Herbert von Karajan - A Life In Pictures
    
Classical Music Book Review By Willard Manus

"To this day, Herbert von Karajan remains the embodiment of classical music all around the word. His omnipresence in the media was held against him--by those who did not understand what his aim was. Karajan's goal in life was to take music around the globe without having to market his personal life. The publicity photos showing him with fast cars, a yacht or jet gave the superficial viewer the illusion of a private intimacy which Karajan never allowed the audience. He was a master at this balancing act, avoiding scandals and embarrassments without catering to the masses as a media character. Since his death classical music has lost a broad public space that is now occupied by the mainstream and a deluge of industrial culture productions. By contrast, Herbert von Karajan's standards of quality shine timelessly as a lodestar in the musical firmament."

These comments by violinist Anne-Sophie Mutter can be found in the introduction to HERBERT VON KARAJAN--A LIFE IN PICTURES, a 192-page book by Jurgen Otten which has just been published by Amadeus Press to commemorate the year of Karajan's centennial (he died in 1989).
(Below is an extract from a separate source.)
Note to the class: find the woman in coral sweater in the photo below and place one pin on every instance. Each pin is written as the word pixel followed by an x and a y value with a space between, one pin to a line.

Otten, a noted German musicologist and journalist, has contributed an essay on Karajan which discusses his life and work with much erudition and affection, tracing his need for musical perfection back to his childhood in Salzburg, where he studied piano and conducting. By 1935, when he was twenty-seven, Karajan had become the youngest music director of the Aachen Theatre. To qualify for the job, he also had to join the Nazi party.

The Nazi affiliation dogged Karajan in the post-war years, but he gradually worked his way back into major posts at Bayreuth, Berlin and Vienna. He later toured the USA, made countless records and built a reputation as one of the greatest, most demanding (and controversial) conductors of all time.

All that and more are contained in A LIFE IN PICTURES, whose 189 b&w and color photos show Karajan at work and play over the course of his long, productive life. Among the many indelible portraits are those of his wives, children and such collaborators as Sviatoslav Richter, Henry Georges Clouzot, Martti Tarvela, Jose Carreras and Dietrich Fischer-Dieskau, among others. Interspersed throughout are numerous Karajan quotes, my favorite of which is this one: "The art of conducting consists in knowing when to stop conducting to let the orchestra play."